Well, for one thing, a six-foot seawall gives the city an opportunity to build and man a couple of Colonial-style pump houses, one along The Strand and the other by Thompson’s Alley. It seems that the seawall will trap storm water runoff on the landside and require about 1,800 gallons per second of pumping capacity to keep up with the runoff from the 100-year rain event. So rather than having the rainwater just flow down the streets directly into the Potomac, the city gets to be a New Orleans-on-the-Potomac.
And a New Orleans it will become when we have our own mini Katrina every 10 years or so.

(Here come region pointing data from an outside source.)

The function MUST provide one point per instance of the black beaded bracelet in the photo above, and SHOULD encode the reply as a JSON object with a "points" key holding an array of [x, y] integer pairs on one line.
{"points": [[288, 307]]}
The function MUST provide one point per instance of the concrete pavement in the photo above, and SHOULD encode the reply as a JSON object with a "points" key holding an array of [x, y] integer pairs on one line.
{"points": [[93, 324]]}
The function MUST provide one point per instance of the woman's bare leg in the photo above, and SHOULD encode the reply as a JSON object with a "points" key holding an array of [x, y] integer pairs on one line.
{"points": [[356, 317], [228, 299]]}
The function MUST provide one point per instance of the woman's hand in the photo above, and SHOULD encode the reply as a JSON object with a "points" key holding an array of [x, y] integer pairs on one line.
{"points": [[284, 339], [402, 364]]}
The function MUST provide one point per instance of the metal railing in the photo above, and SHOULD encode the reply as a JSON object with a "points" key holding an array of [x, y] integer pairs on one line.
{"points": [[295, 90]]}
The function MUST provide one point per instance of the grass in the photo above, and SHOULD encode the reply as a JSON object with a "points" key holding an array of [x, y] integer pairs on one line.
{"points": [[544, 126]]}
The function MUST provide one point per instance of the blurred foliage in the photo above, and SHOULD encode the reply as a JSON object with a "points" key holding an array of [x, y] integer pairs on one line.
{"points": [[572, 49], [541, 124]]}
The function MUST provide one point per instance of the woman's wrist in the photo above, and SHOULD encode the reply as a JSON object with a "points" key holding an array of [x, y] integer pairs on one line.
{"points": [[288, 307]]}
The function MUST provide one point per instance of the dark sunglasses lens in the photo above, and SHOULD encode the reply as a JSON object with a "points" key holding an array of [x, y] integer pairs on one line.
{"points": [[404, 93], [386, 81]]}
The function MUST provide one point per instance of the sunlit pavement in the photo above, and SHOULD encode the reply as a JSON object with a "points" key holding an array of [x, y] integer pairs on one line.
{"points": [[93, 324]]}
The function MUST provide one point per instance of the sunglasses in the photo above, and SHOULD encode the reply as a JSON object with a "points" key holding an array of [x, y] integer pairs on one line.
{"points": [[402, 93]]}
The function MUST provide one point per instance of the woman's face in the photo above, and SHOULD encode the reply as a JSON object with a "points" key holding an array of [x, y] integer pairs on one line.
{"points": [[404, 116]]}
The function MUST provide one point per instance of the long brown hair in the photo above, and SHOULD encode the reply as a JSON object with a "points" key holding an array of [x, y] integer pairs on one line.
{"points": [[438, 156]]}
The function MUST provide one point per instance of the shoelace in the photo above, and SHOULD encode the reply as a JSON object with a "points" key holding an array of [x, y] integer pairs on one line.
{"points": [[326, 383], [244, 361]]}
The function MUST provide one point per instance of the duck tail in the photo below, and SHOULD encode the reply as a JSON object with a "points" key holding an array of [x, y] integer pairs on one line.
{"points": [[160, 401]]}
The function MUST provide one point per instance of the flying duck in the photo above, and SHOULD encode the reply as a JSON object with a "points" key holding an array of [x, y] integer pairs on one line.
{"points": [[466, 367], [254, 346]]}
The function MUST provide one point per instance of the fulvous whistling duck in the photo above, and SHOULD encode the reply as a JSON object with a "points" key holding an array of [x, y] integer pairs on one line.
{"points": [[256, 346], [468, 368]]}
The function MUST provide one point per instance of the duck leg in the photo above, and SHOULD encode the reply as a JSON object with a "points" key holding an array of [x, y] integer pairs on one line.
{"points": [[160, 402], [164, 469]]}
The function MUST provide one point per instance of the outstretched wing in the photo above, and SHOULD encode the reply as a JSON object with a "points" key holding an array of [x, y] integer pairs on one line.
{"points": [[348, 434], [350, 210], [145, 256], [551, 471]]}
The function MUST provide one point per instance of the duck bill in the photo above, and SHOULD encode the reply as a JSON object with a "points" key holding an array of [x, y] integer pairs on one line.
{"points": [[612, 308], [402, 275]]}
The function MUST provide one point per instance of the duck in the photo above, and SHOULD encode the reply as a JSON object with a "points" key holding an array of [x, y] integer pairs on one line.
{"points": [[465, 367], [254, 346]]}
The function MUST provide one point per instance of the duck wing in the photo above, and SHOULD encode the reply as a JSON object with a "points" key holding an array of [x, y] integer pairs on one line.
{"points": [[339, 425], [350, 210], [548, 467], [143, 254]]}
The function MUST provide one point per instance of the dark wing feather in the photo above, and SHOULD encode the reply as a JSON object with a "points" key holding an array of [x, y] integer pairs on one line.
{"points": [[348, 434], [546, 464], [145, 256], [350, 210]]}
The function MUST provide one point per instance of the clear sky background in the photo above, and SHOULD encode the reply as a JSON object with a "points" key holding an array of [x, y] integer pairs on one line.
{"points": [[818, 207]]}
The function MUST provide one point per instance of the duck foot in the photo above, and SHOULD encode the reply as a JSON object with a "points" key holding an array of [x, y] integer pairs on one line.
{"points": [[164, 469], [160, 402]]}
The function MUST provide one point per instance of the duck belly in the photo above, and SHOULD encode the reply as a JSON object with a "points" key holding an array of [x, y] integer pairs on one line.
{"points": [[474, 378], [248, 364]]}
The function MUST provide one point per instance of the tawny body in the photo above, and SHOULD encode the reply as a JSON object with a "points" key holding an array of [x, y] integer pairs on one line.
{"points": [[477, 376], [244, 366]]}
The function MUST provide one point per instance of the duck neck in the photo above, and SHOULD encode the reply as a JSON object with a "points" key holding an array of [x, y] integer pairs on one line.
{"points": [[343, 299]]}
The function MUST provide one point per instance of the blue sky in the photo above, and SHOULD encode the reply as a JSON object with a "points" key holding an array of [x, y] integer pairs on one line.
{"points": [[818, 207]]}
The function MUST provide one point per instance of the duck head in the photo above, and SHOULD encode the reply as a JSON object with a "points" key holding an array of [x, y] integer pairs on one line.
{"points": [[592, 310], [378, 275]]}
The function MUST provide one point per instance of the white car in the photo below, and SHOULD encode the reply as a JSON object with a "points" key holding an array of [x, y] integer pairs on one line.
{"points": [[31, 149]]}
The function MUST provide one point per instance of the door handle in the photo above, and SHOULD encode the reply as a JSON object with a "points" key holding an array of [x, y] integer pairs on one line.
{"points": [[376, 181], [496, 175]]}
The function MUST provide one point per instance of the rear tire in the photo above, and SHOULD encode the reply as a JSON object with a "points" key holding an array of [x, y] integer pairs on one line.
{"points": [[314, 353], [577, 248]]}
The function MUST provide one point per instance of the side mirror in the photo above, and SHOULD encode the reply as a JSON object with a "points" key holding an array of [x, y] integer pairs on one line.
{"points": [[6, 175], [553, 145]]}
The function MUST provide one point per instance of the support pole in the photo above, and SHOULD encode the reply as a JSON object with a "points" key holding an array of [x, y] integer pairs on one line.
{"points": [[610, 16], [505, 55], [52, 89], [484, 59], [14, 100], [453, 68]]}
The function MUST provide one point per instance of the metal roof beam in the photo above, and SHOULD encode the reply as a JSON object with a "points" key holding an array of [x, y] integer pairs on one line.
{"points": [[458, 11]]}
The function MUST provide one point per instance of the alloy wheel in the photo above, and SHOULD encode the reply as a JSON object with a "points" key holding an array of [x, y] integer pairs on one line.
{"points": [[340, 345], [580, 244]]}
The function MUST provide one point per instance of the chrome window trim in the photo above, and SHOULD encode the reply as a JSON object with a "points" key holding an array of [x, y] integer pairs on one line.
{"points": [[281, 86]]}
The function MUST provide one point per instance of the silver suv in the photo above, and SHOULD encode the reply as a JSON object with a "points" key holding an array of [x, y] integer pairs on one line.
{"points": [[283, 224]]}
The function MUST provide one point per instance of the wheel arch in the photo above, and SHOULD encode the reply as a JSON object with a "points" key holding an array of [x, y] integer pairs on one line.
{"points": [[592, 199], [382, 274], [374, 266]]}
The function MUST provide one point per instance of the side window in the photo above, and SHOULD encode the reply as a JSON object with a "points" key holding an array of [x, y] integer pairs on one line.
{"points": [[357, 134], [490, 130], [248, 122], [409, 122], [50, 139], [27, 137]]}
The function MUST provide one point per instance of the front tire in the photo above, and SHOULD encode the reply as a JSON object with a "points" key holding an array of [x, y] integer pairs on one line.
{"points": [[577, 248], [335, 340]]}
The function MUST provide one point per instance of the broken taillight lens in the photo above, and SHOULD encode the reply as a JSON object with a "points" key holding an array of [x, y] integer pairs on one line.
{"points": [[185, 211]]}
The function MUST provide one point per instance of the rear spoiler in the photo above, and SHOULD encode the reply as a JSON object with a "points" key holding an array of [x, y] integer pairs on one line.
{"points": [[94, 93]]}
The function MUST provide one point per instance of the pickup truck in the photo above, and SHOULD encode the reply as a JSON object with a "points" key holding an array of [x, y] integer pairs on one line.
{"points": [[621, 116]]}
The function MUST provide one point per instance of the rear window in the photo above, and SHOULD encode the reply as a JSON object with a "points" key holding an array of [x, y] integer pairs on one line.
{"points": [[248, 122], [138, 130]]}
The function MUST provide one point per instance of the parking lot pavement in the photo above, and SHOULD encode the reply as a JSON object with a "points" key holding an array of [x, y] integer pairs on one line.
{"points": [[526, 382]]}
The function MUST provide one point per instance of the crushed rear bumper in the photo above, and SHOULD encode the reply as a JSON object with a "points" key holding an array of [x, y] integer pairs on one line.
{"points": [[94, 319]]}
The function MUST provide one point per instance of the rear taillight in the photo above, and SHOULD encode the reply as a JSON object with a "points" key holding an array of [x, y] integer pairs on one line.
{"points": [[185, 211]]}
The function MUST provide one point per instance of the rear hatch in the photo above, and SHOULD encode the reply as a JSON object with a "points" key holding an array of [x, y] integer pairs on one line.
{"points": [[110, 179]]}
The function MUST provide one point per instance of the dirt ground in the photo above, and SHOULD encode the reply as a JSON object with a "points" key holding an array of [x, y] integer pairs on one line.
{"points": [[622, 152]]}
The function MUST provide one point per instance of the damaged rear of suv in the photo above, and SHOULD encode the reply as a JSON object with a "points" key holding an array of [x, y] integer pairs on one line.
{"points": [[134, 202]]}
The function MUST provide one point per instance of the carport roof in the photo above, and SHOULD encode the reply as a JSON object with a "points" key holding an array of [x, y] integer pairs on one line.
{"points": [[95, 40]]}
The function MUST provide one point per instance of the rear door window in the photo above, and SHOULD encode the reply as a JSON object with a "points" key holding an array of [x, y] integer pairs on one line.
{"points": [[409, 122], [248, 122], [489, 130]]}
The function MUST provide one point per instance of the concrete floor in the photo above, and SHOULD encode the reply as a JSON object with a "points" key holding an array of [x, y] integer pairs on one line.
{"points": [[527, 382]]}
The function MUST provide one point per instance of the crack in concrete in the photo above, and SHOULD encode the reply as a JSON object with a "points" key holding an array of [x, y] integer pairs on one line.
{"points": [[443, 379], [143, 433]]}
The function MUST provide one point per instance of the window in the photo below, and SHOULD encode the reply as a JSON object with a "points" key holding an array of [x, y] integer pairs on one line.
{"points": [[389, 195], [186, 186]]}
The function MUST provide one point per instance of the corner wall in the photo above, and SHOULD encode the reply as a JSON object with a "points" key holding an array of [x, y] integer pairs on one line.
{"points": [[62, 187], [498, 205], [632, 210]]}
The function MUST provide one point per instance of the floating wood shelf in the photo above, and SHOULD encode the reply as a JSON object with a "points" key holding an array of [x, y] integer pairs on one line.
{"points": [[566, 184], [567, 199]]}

The planning department’s estimated cost for two pump stations to accommodate the undersized seawall: $2.3 million. Not to worry, says City Hall, once the storm surge subsides those same pumps will discharge the 2.3 million gallons (this is a city estimate) of polluted water pooled behind the seawall back into the Potomac (in violation of the Clean Water Act). It fails to mention that the pump houses will be flooded and inaccessible, except by boat, or that the overtopping event itself can create a wall of water drowning anyone in its path, or the tons of polluted flotsam left trapped in the basin to clog the pumps.
“This is a complicated question,” I’m thinking, “so perhaps I’ll discuss the issue with the planning commission.” The commission’s chairman, Eric Wagner, took his rose-colored glasses off just long enough to ask the city engineer for her opinion of my presentation. She replied that I am substantially accurate but city staff do not believe the dire situation I predict will occur.
Let’s hope she is correct, because city council could quite possibly be throwing $4 million down the sewer.